The illicit trade is toxic waste is not a victimless crime. The toxicity of the products involved pose grave threats to both those involved in the trade, and the public at large. Over 100,000 were sickened in Côte d’Ivoire in 2006, when oil byproducts were dumped in Abidjan. A spectacular photo essay recently published on the largest e-waste dump in Ghana highlights the huge health risks for local workers and resident populations. In Italy, the illicit dumps outside of Naples are believed to have propelled a cancer epidemic. Wiretaps show that Camorra members involved in burying the waste knew the dangers it posed to the local community, yet they buried it anyway. While the Italian government has initiated efforts to clean up the waste, the public health challenge posed by the buried toxins is likely to endure.
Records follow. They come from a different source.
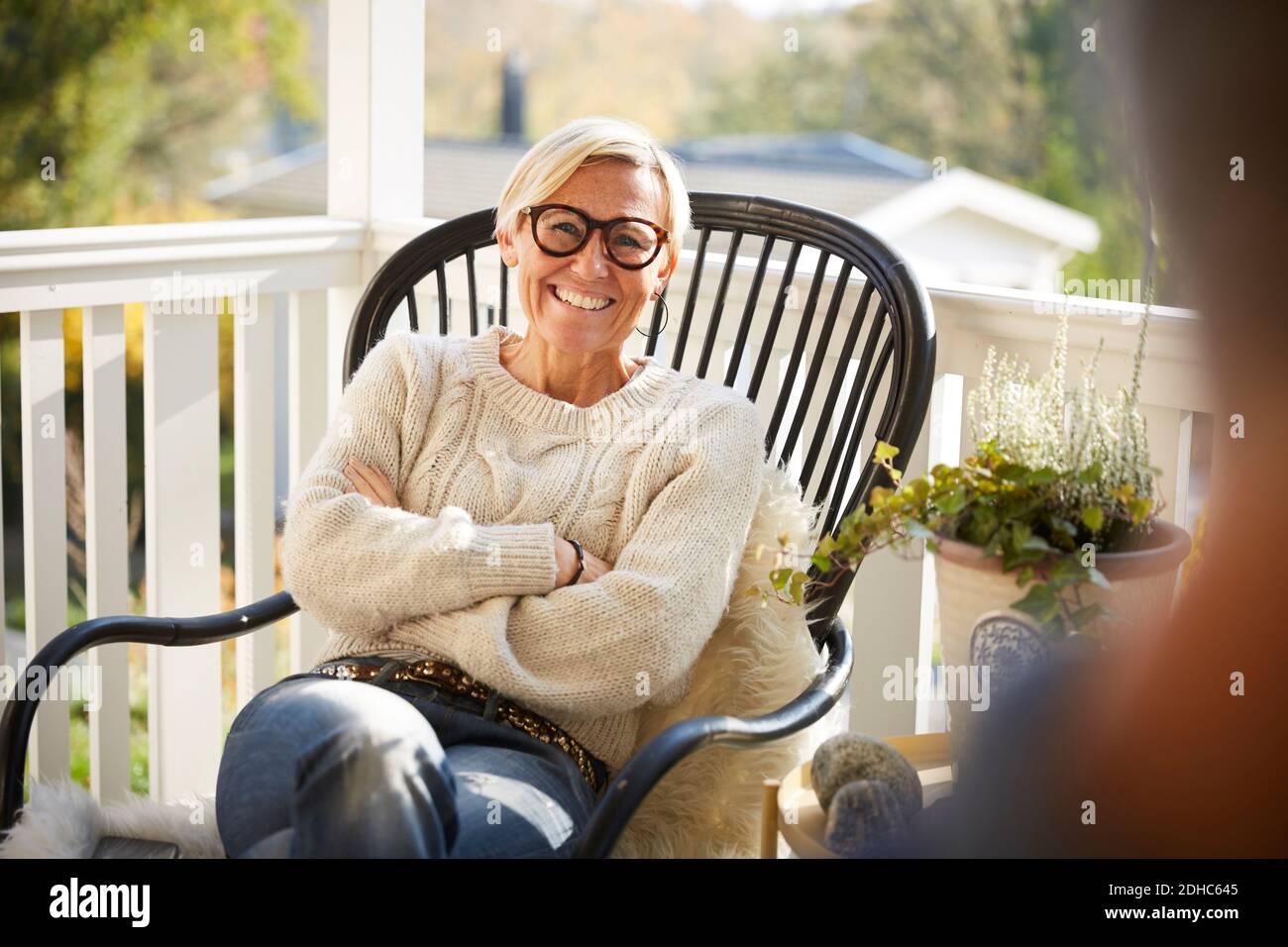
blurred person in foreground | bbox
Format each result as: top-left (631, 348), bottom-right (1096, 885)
top-left (901, 0), bottom-right (1288, 857)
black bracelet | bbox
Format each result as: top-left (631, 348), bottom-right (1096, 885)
top-left (566, 540), bottom-right (587, 585)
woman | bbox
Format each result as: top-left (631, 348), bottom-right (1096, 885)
top-left (216, 117), bottom-right (764, 858)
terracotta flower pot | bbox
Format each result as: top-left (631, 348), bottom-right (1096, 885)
top-left (935, 520), bottom-right (1190, 760)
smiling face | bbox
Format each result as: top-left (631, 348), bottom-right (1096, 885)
top-left (497, 159), bottom-right (675, 353)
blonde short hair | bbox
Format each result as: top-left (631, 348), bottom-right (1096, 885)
top-left (493, 115), bottom-right (690, 267)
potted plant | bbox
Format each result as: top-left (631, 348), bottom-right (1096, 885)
top-left (754, 308), bottom-right (1190, 755)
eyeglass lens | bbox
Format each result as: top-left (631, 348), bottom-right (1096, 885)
top-left (537, 207), bottom-right (657, 265)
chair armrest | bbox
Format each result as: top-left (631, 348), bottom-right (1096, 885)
top-left (574, 616), bottom-right (854, 858)
top-left (0, 591), bottom-right (299, 836)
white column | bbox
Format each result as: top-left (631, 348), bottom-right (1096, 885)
top-left (233, 292), bottom-right (284, 708)
top-left (287, 290), bottom-right (338, 674)
top-left (143, 307), bottom-right (223, 801)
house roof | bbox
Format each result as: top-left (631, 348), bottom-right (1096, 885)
top-left (206, 132), bottom-right (1100, 250)
top-left (206, 133), bottom-right (930, 219)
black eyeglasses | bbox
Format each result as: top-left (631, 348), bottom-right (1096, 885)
top-left (523, 204), bottom-right (671, 269)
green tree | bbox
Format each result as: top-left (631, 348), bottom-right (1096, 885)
top-left (0, 0), bottom-right (319, 230)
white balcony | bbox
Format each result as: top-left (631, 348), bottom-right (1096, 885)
top-left (0, 0), bottom-right (1212, 814)
top-left (0, 207), bottom-right (1212, 798)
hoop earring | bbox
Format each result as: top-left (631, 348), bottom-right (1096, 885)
top-left (635, 296), bottom-right (671, 339)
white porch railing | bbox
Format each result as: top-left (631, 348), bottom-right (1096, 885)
top-left (0, 218), bottom-right (1212, 798)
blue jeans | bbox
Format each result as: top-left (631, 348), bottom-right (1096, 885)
top-left (215, 656), bottom-right (604, 858)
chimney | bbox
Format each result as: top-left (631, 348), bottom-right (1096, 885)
top-left (501, 51), bottom-right (528, 143)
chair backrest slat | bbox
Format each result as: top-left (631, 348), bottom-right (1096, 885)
top-left (670, 227), bottom-right (711, 368)
top-left (696, 230), bottom-right (742, 378)
top-left (741, 240), bottom-right (802, 401)
top-left (465, 246), bottom-right (480, 335)
top-left (345, 192), bottom-right (935, 639)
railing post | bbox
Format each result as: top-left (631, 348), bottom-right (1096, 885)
top-left (18, 309), bottom-right (71, 783)
top-left (327, 0), bottom-right (425, 414)
top-left (81, 305), bottom-right (130, 802)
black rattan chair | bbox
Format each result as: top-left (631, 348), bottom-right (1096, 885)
top-left (0, 192), bottom-right (935, 857)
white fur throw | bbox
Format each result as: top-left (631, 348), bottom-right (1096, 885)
top-left (0, 462), bottom-right (847, 858)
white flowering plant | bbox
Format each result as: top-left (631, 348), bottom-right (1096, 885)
top-left (770, 307), bottom-right (1160, 638)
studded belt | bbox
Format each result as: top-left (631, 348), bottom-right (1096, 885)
top-left (312, 659), bottom-right (602, 795)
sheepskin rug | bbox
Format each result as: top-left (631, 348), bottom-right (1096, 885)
top-left (0, 462), bottom-right (849, 858)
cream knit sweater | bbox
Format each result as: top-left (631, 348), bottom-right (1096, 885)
top-left (282, 326), bottom-right (764, 776)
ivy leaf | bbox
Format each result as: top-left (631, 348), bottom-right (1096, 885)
top-left (1073, 601), bottom-right (1105, 631)
top-left (873, 441), bottom-right (899, 464)
top-left (1082, 506), bottom-right (1105, 532)
top-left (1087, 566), bottom-right (1109, 588)
top-left (1029, 467), bottom-right (1060, 487)
top-left (1078, 460), bottom-right (1104, 487)
top-left (1012, 582), bottom-right (1060, 622)
top-left (935, 485), bottom-right (966, 517)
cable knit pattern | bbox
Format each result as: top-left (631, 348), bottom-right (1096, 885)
top-left (282, 326), bottom-right (764, 775)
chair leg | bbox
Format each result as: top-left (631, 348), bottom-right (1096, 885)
top-left (760, 780), bottom-right (780, 858)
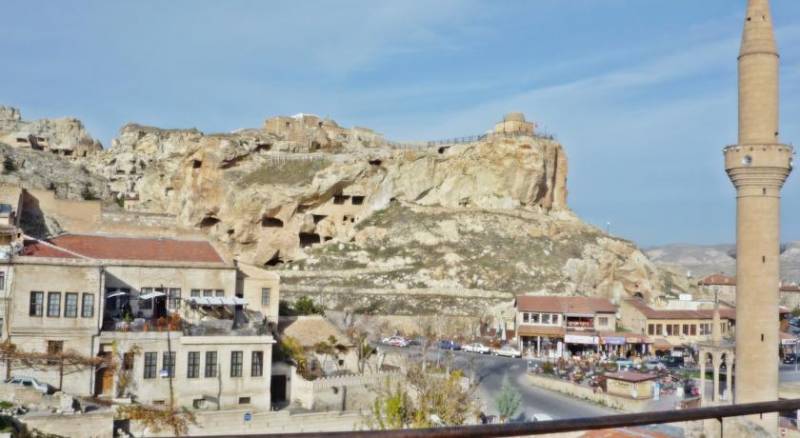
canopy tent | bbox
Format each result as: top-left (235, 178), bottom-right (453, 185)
top-left (186, 297), bottom-right (247, 306)
top-left (106, 291), bottom-right (128, 300)
top-left (139, 292), bottom-right (167, 300)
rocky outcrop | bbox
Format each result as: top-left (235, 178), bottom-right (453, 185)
top-left (0, 142), bottom-right (112, 200)
top-left (88, 115), bottom-right (567, 264)
top-left (0, 106), bottom-right (103, 157)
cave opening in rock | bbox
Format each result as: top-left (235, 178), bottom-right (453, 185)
top-left (200, 216), bottom-right (219, 228)
top-left (298, 233), bottom-right (322, 248)
top-left (261, 216), bottom-right (283, 228)
top-left (264, 251), bottom-right (283, 266)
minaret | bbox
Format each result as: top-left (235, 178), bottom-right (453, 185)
top-left (724, 0), bottom-right (794, 433)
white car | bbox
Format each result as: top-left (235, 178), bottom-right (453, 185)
top-left (381, 336), bottom-right (411, 347)
top-left (461, 342), bottom-right (492, 354)
top-left (494, 345), bottom-right (522, 357)
top-left (6, 376), bottom-right (50, 394)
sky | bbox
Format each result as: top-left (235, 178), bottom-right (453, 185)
top-left (0, 0), bottom-right (800, 246)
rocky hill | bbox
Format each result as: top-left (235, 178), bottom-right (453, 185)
top-left (646, 242), bottom-right (800, 282)
top-left (1, 106), bottom-right (690, 316)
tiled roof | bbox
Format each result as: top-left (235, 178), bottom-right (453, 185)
top-left (19, 240), bottom-right (79, 259)
top-left (697, 274), bottom-right (736, 286)
top-left (781, 284), bottom-right (800, 292)
top-left (517, 324), bottom-right (565, 337)
top-left (22, 234), bottom-right (224, 263)
top-left (625, 298), bottom-right (736, 320)
top-left (278, 315), bottom-right (352, 348)
top-left (516, 295), bottom-right (617, 314)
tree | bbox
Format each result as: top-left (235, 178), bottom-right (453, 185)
top-left (293, 296), bottom-right (325, 315)
top-left (495, 376), bottom-right (522, 423)
top-left (366, 365), bottom-right (478, 429)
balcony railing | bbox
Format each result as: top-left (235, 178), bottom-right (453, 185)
top-left (188, 399), bottom-right (800, 438)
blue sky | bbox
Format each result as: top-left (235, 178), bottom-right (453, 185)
top-left (0, 0), bottom-right (800, 246)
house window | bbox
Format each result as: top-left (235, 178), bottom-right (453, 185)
top-left (64, 292), bottom-right (78, 318)
top-left (167, 287), bottom-right (181, 310)
top-left (231, 351), bottom-right (244, 377)
top-left (186, 351), bottom-right (200, 379)
top-left (205, 351), bottom-right (217, 377)
top-left (47, 341), bottom-right (64, 365)
top-left (250, 351), bottom-right (264, 377)
top-left (47, 292), bottom-right (61, 318)
top-left (144, 351), bottom-right (158, 379)
top-left (161, 351), bottom-right (175, 377)
top-left (81, 293), bottom-right (94, 318)
top-left (28, 291), bottom-right (44, 316)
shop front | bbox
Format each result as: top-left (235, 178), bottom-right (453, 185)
top-left (564, 333), bottom-right (600, 356)
top-left (517, 326), bottom-right (565, 359)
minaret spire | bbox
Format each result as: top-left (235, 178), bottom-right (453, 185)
top-left (739, 0), bottom-right (779, 144)
top-left (725, 0), bottom-right (794, 436)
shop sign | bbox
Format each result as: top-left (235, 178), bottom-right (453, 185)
top-left (564, 335), bottom-right (597, 345)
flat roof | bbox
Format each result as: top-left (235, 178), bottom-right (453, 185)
top-left (20, 234), bottom-right (225, 264)
top-left (516, 295), bottom-right (617, 314)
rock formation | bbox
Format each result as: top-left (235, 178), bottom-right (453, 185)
top-left (0, 106), bottom-right (103, 157)
top-left (0, 106), bottom-right (675, 316)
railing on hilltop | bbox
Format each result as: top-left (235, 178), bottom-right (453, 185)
top-left (386, 132), bottom-right (555, 149)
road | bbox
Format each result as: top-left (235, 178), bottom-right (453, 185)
top-left (380, 345), bottom-right (619, 419)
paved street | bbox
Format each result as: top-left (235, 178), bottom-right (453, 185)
top-left (381, 346), bottom-right (618, 419)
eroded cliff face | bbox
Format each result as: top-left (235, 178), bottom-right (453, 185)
top-left (0, 106), bottom-right (675, 316)
top-left (0, 105), bottom-right (103, 157)
top-left (89, 116), bottom-right (567, 270)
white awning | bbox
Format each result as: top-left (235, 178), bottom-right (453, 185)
top-left (106, 291), bottom-right (128, 299)
top-left (139, 292), bottom-right (167, 300)
top-left (186, 297), bottom-right (247, 306)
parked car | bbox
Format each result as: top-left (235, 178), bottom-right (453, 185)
top-left (6, 376), bottom-right (50, 394)
top-left (643, 359), bottom-right (667, 371)
top-left (381, 336), bottom-right (411, 347)
top-left (494, 344), bottom-right (522, 357)
top-left (463, 342), bottom-right (492, 354)
top-left (661, 356), bottom-right (684, 368)
top-left (439, 339), bottom-right (461, 351)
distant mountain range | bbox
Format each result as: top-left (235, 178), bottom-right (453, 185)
top-left (645, 241), bottom-right (800, 282)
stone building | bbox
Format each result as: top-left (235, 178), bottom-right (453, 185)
top-left (620, 298), bottom-right (735, 347)
top-left (494, 113), bottom-right (536, 136)
top-left (0, 222), bottom-right (279, 410)
top-left (514, 295), bottom-right (617, 357)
Unfortunately, the illicit trade in toxic waste is likely to grow. The financial stakes are too high for international companies, the financial gains for organized crime groups too large to pass up, and the laws to soft to deter either the businessmen or the crime groups from engaging in the activity. As polities in Europe, North America, and East Asia buttress their regulations against toxic waste disposal, it is likely that the illicit trade will be routed to developing countries, posing grave health threats to the populations there. While there is no obvious panacea to the problem, the transnational nature of the illicit trade in toxic waste necessitates the strengthening of laws against illicit dumping in both exporting and importing countries, as well as robust international cooperation to identify what waste is being moved, to where, and who is responsible. Though such steps are only a preliminary effort, they will have a tangible and positive impact on public health for those who would otherwise be victimized by the greed of organized crime groups and their industrial partners.